Sunday, June 13, 2010

Div Dictionary: Refectory




Div Dictionary: Refectory

Refectory (n.): Sterling Divinity Quadrangle’s source for meals.

Josh did a great job talking about some of the food options off the hill. He missed out on one thing: the Carts. So here’s an aside on the Carts, before I get going about the Refectory at the Div School (wow, that’s a lot of capital letters on words that don’t always get them).

The Carts are one of the most affordable ways to get lots of food options. Mexican, Thai, Ethiopian, Thai, Indian, Thai, Thai, and Thai are all available. They’re located at a few places, the nearest cluster to us being outside the School of Management.

$4-$7...cash, not Eli Bucks... gets you a great lunch, only a 5-7 minute walk away. Think about that: you essentially pay a dollar for each minute you walk, and get free food. Some people pay rates like that just to walk on a treadmill at the gym, and so you’re getting both a workout AND food. Great times.

For those of you who have 3 classes in a row some days, and cannot enjoy the glories of HGS or Commons, Mother Yale has given the Div School its own dining hall, known as the Refectory. It is open every day from 7:30a.m.-2p.m., serving breakfast stuff (egg sandwiches are usually not an option until about 7:45 a.m., fair warning), lunch, and snackie-stuff. There are four main areas: a ‘hot dish’ area where you find daily hot options and soups (such as baked chicken with mashed sweet potatoes, ziti, or various Indian foods over rice). The salad line bar is next, comes with three kinds of greens and lots of fixings that I can’t talk too much about since I pretty much ignore that area. Third is the cold area, where you can get pre-made sandwiches, drinks, sushi, hummus snacks, fruit, etc. Again, I know little. Finally, my favorite…the grill. Good times were had by all there. At least in the short run until arteries clog and such. But seriously, good times in the short run.

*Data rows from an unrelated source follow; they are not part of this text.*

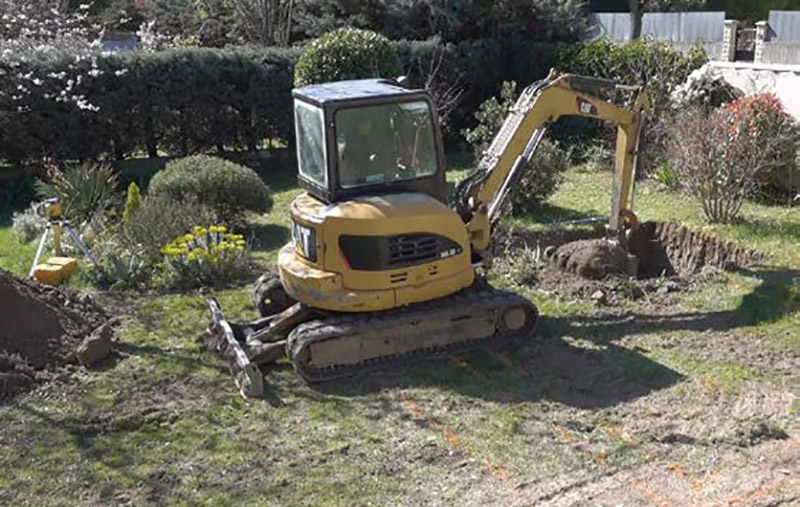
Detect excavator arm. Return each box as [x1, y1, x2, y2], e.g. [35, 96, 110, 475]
[456, 70, 650, 254]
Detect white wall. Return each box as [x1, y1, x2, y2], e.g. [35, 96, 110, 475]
[710, 62, 800, 121]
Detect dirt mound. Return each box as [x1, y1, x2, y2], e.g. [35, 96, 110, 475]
[0, 270, 108, 399]
[629, 222, 764, 278]
[553, 239, 631, 280]
[496, 222, 764, 279]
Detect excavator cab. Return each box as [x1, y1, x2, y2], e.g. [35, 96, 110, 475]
[294, 79, 447, 203]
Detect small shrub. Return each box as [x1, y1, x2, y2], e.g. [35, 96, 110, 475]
[294, 28, 402, 87]
[149, 155, 272, 222]
[462, 81, 517, 160]
[495, 245, 547, 287]
[670, 98, 796, 223]
[118, 194, 219, 263]
[36, 163, 117, 224]
[162, 225, 247, 288]
[11, 204, 47, 243]
[655, 162, 681, 188]
[464, 82, 569, 215]
[670, 64, 741, 108]
[722, 93, 800, 200]
[82, 248, 155, 290]
[122, 182, 142, 224]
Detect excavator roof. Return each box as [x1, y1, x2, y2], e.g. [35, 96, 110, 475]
[294, 79, 420, 105]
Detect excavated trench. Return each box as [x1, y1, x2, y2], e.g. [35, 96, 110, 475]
[0, 270, 111, 400]
[506, 222, 763, 280]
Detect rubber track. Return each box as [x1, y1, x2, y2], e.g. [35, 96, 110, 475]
[286, 288, 539, 382]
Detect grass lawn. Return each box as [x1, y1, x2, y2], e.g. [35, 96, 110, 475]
[0, 169, 800, 505]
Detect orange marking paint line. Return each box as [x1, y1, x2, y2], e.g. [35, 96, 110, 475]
[720, 477, 800, 507]
[551, 423, 671, 507]
[451, 352, 670, 507]
[691, 438, 800, 502]
[403, 395, 515, 489]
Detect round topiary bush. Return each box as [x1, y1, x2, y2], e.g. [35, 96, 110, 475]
[149, 155, 272, 221]
[294, 28, 402, 87]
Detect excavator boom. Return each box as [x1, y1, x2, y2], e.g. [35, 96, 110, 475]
[456, 70, 649, 252]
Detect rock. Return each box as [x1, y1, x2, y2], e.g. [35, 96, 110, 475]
[76, 321, 114, 366]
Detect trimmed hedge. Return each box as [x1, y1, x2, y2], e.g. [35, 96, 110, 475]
[0, 47, 299, 164]
[294, 28, 402, 87]
[147, 155, 272, 221]
[0, 38, 703, 169]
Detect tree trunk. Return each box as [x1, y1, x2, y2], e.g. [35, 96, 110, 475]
[628, 0, 644, 40]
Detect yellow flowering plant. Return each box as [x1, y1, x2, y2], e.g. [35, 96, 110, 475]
[161, 225, 248, 286]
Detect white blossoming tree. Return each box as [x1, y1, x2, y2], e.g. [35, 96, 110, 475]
[0, 0, 126, 162]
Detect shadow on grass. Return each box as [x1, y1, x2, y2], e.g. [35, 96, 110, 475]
[312, 334, 682, 408]
[545, 269, 800, 343]
[734, 220, 800, 242]
[313, 269, 800, 409]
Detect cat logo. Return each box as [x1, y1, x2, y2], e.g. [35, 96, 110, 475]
[575, 97, 597, 116]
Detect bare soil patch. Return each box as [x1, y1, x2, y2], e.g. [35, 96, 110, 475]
[0, 270, 110, 399]
[500, 222, 764, 305]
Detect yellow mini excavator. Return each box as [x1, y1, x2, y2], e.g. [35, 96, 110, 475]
[208, 71, 648, 396]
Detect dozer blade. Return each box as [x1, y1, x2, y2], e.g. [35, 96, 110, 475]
[206, 298, 314, 398]
[206, 298, 264, 398]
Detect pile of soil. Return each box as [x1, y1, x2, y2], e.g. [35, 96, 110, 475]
[0, 270, 111, 399]
[496, 222, 764, 305]
[629, 222, 764, 278]
[553, 239, 630, 280]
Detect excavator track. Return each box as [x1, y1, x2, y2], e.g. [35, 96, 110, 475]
[286, 288, 539, 382]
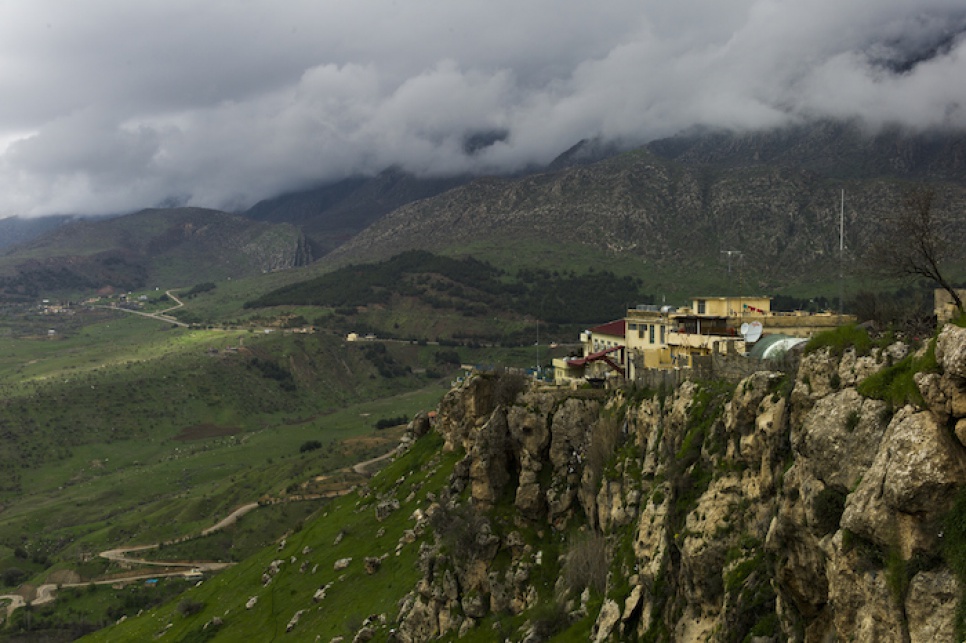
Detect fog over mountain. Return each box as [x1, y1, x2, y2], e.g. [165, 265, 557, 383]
[0, 0, 966, 216]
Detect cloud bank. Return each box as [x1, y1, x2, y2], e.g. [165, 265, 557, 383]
[0, 0, 966, 216]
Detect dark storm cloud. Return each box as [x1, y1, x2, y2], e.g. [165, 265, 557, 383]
[0, 0, 966, 216]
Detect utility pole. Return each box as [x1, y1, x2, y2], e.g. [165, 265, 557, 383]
[721, 250, 745, 316]
[839, 188, 845, 316]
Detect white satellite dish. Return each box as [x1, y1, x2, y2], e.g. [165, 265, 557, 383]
[741, 321, 764, 344]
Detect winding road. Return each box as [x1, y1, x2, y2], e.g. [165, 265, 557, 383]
[95, 290, 189, 328]
[0, 446, 397, 619]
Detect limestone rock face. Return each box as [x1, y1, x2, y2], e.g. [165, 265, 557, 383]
[791, 388, 885, 490]
[408, 327, 966, 643]
[842, 407, 966, 557]
[936, 324, 966, 380]
[906, 569, 962, 643]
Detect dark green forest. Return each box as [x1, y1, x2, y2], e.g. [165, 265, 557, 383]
[245, 250, 654, 324]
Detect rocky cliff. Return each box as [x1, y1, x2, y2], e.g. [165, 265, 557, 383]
[395, 326, 966, 642]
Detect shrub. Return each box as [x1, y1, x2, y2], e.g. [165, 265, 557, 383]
[0, 567, 27, 587]
[858, 341, 939, 408]
[178, 598, 205, 617]
[942, 487, 966, 640]
[587, 416, 621, 481]
[805, 324, 872, 356]
[845, 409, 862, 433]
[493, 372, 527, 406]
[812, 487, 845, 536]
[376, 415, 409, 431]
[299, 440, 322, 453]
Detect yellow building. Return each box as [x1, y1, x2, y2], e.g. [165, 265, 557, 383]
[626, 295, 855, 375]
[553, 319, 627, 384]
[554, 296, 855, 382]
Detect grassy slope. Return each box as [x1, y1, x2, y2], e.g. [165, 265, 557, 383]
[85, 435, 459, 641]
[0, 313, 448, 582]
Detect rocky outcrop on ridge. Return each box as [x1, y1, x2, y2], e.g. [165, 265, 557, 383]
[396, 326, 966, 643]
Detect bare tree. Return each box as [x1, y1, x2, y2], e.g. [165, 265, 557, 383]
[869, 188, 963, 314]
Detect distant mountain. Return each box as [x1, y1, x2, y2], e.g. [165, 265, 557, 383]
[325, 123, 966, 291]
[0, 215, 87, 250]
[0, 208, 312, 299]
[647, 121, 966, 183]
[244, 168, 471, 257]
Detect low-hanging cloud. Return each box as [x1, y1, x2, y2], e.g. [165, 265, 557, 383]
[0, 0, 966, 216]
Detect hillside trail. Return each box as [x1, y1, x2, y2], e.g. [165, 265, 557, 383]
[0, 442, 396, 619]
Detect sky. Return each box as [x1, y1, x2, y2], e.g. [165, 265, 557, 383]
[0, 0, 966, 217]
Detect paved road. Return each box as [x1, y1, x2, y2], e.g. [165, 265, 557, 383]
[95, 290, 188, 328]
[0, 438, 396, 619]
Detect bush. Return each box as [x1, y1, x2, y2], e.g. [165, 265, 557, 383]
[178, 598, 205, 617]
[493, 372, 527, 406]
[587, 416, 621, 481]
[812, 487, 845, 536]
[857, 341, 939, 408]
[845, 409, 862, 433]
[376, 415, 409, 431]
[0, 567, 27, 587]
[299, 440, 322, 453]
[805, 324, 872, 356]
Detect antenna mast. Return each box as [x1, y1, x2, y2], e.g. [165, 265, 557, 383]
[839, 188, 845, 316]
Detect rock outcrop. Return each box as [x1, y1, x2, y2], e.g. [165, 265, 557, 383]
[398, 326, 966, 642]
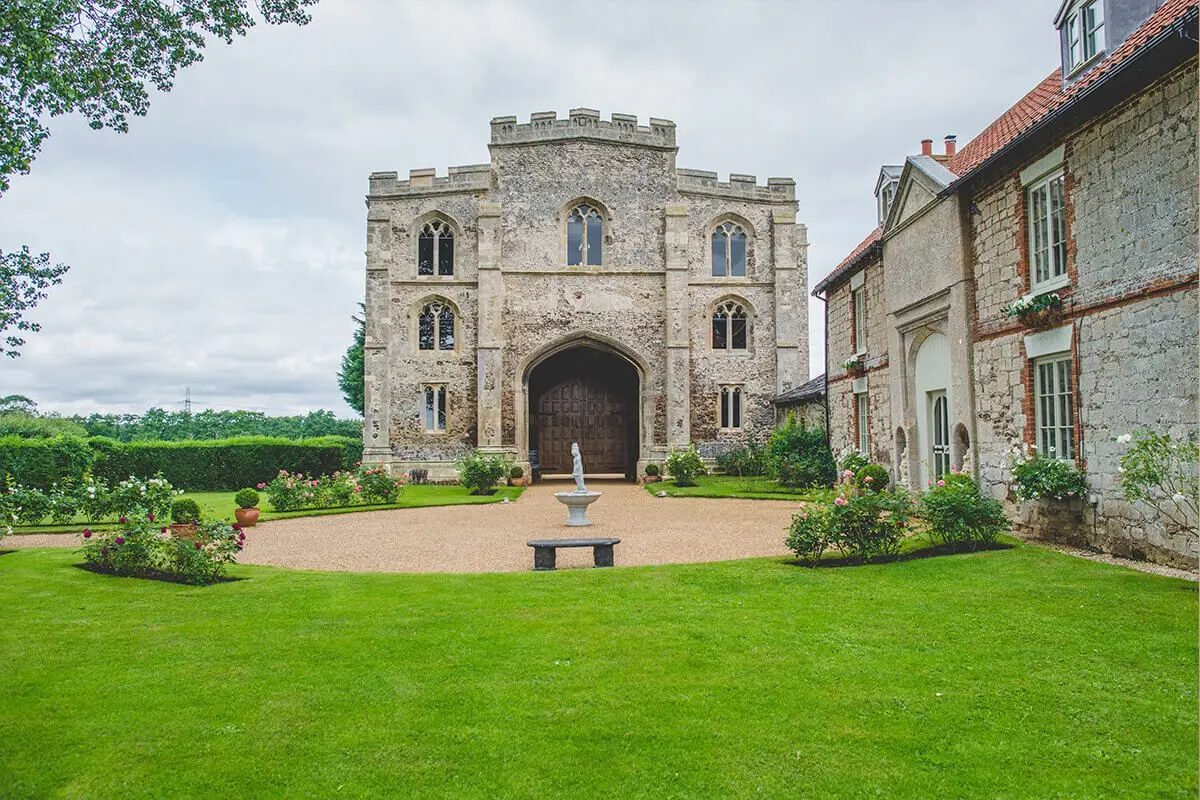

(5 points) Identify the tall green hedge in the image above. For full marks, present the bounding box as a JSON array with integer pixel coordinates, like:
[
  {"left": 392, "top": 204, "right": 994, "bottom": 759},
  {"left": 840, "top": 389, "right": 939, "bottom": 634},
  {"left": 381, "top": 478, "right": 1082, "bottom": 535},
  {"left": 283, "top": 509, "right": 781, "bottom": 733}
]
[
  {"left": 0, "top": 437, "right": 362, "bottom": 491},
  {"left": 0, "top": 435, "right": 96, "bottom": 492}
]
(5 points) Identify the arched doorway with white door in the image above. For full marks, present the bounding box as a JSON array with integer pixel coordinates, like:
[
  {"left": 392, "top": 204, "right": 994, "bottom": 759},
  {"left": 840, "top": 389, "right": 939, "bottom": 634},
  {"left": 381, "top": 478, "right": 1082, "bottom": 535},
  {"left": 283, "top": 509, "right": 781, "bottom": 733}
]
[{"left": 912, "top": 333, "right": 954, "bottom": 488}]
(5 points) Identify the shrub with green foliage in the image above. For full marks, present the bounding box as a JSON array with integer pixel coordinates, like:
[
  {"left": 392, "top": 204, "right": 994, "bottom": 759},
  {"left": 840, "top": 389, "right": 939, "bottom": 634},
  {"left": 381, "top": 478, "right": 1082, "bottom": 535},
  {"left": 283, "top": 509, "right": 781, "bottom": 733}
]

As Josh said, when you begin the school year, you’ll automatically be charged a board fee (Eli Bucks). You’ll get that money back though – it’s loaded onto your student ID so that you can use it to purchase food at lunch or between classes (or, for the ambitious among us, before classes too). If you don’t use up all the money in the fall semester, it will roll over to the spring semester. If you don’t use up all that money during the spring semester, you will never see it again. This leads to many people spending lots of money at the end of the year and carrying cartloads of food out the door.

To spend the money, you may need to employ a little strategy. Since the refectory stocks canned goods and household items, you can buy a lot of tissues or buy cans and donate them at Marquand Chapel (for those in need at the school that the Chapel Team has been made aware of, and also those in other locations around the area). Some commuting students buy more than they need to take home to hungry kids or spouses. You could also just be me, and spend money like a sieve, and be forced to beg from your counterparts who are better with their money.

Here is a point that needs to be said a few times, just as it was to us last year: the refectory is hardly a money-making operation. The refectory is designed to provide space for the community to eat together, a remnant of the old Refectory…and a throwback to the crazy notion that people actually can become a community through sharing food. Insane, I know, but they think it can happen. (In case my glibness is hard to read: I agree with that completely, and I truly think that the Refectory is one of the best ways for us to come together as a community. We don’t always use it very well, but I firmly believe that if you share a meal with someone, there is less chance you will dislike them. The Refectory is one of the many gifts at YDS, and often under-utilized for the benefit it could give us as individuals, as colleagues, and as classmates.)

You will find some professors eating there all the time--John Collins, Chloe Starr, Denys Turner among the most common profs who take an active interest in eating with students and engaging them in this space. You will also find that the staff is great. Seriously. You are lucky to have them here, and you will realize this time and time again over the next few years I trust.

So, there you have it. Food is good for community, we have a place to get food and community right in our halls, so those of you who run away to HGS or Commons are just anti-social. That’s the moral to draw from this, right?